Cagney had pursued the Cohan biography with more than usual deliberation, coveting it as both a show business salute and patriotic testament calculated to "remove the taint that . . . still attached itself to my reputation -- a reputation now scarred by my so-called radical activities in the thirties when I was a strong Roosevelt liberal."

A combination of union activism, Democratic Party loyalty and sometimes "radical" beau gestes -- such as support for the Loyalist cause in the Spanish Civil War and a starring role in the original radio broadcast of Dalton Trumbo's "Johnny Got His Gun" -- had combined to identify Cagney as a "fellow traveler" in right-wing circles.

A recent book, "Inside Warner Bros.," consisting of internal company letters and memoranda, revealed that this identification cost him the title role in "The Knute Rockne Story" in 1939. The first choice of studio management, his selection was vetoed by the University of Notre Dame, which cited his support for the Spanish Loyalists and his previous Hollywood roles as gangsters.

Cagney, who became a conservative in later life, had served as president of the Screen Actors Guild and had chaired the Actors' Committee of the National Victory Committee in the 1940s. He traced a political evolution from "what might in general be called a liberal stance" to "archconservatism," echoing Clemenceau's observation that he had little use for a young man who had not been a socialist at 20 and even less for one who remained a socialist at the age of 40.

The success of "Yankee Doodle Dandy" also led Cagney to "reassess" his position at Warner Bros. He staged his longest walkout, which lasted until 1948 and saw the formation of an independent production company with a five-picture deal for United Artists. None of those productions made a significant showing at the box office.

Turning 50, and reconciling once again with Warner, Cagney added an astonishing, flamboyant characterization to his rogues' gallery -- Cody Jarrett, the demonically insane, mother-fixated protagonist of "White Heat," which was released in 1949.

Becoming a free-lancer in 1954, Cagney drew two excellent roles the following year -- the choleric captain in the film version of "Mister Roberts" and Marty Snyder, the gangster patron of singer Ruth Etting, in "Love Me or Leave Me," which he embraced as "that extremely rare thing, the perfect script." It certainly had a perfect part for him and brought another Oscar nomination.

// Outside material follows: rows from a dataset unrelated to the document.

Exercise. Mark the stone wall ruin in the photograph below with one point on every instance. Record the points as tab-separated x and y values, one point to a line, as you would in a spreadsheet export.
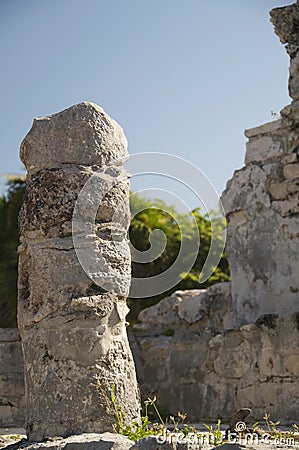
72	329
206	353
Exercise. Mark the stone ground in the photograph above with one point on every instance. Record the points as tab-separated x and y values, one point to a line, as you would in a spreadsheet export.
109	441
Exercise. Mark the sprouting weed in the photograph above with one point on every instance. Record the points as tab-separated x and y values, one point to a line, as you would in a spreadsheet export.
215	432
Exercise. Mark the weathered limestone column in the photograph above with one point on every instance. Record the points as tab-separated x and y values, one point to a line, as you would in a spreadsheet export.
72	328
261	203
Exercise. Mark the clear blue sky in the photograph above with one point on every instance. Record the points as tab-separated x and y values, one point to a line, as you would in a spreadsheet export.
181	76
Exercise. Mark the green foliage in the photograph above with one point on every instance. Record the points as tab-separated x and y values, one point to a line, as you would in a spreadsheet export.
149	215
9	208
215	432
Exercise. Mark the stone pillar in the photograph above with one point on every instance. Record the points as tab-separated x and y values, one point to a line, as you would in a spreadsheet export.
72	327
261	203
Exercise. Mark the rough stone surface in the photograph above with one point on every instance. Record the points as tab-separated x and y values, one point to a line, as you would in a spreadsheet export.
72	330
86	441
286	21
262	206
196	308
12	401
210	373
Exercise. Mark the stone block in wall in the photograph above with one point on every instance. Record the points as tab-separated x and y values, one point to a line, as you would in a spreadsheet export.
262	207
12	391
198	308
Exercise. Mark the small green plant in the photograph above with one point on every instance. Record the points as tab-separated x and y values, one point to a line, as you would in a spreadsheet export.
169	332
215	432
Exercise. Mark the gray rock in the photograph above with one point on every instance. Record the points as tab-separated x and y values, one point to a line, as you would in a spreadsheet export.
87	441
72	325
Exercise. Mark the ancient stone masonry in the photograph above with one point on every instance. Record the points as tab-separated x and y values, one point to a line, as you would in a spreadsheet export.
194	364
72	329
11	378
261	203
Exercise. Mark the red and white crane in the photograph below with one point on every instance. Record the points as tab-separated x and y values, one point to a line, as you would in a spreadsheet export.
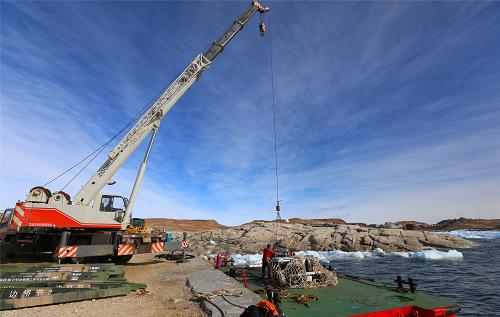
94	224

His performances remained creditable and distinctive for the remainder of the decade -- a cameo reprise of George M. Cohan in "The Seven Little Foys," Lon Chaney in "Man of a Thousand Faces," an IRA gunman in "Shake Hands With the Devil," Admiral Halsey in "The Gallant Hours" -- but the movies themselves were more presentable than inspired.

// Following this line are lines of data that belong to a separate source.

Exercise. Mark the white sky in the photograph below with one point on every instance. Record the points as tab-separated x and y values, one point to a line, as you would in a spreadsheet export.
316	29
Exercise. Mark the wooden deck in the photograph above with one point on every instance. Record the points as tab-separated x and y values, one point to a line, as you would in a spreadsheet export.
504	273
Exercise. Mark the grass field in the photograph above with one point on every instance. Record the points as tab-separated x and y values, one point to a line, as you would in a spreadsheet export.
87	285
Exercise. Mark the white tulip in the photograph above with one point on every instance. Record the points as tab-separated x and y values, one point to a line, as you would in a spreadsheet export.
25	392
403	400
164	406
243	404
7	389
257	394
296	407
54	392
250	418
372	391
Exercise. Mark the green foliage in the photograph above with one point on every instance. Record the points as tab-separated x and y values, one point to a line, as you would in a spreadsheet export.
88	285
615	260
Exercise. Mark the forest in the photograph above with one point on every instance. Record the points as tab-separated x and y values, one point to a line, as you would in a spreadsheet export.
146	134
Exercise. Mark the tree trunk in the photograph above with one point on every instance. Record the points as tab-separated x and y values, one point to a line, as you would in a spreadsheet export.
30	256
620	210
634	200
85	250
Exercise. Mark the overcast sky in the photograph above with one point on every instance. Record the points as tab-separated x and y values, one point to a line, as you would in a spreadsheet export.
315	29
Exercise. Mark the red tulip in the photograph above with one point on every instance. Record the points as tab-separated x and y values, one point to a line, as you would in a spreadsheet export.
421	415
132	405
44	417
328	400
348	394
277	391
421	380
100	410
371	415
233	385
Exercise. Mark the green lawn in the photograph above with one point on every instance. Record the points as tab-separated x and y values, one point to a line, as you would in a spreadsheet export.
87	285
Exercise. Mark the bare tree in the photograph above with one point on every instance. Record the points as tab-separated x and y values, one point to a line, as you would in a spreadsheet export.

Cagney retired from the screen in 1961, following his performance as a fast-talking American sales executive in Billy Wilder's Cold War farce "One, Two, Three." His interests shifted to farming, painting, stockbreeding and conservation on a full-time basis.

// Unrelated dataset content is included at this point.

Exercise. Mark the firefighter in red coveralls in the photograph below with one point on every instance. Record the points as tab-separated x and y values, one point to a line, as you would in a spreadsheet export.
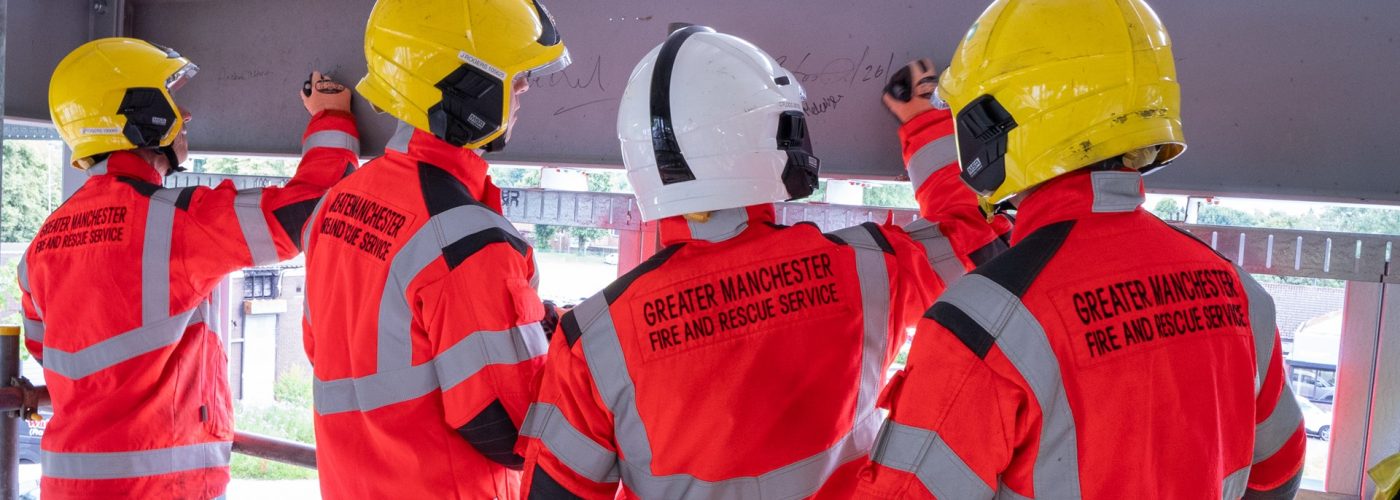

In 1979 he was finally persuaded to come out of retirement, largely on the insistence of his doctor, who believed that inactivity was contributing to a worsening diabetic condition. Cast as a New York police chief in Milos Forman's movie version of "Ragtime," Cagney gave the film an invaluable publicity boost and a glimmer of human solidity and authority.

He received the Kennedy Center Honor for lifetime achievement in 1980. In 1983, the National Film Society presented him with its Golden Screen Award.

Among the actors with whom he had appeared was Ronald Reagan. They starred in the 1938 film "Boy Meets Girl." In 1984, President Reagan presented the Medal of Freedom to his old friend. Cagney listened, his eyes brimming with tears, as the president described him as "a giant in the world of entertainment" who "was never too busy to hold out a hand to a young fellow trying to get under way."

Cagney's survivors include his wife, who lives in Stanfordville. The Cagneys adopted two children, James Jr., who died in 1984, and Cathleen.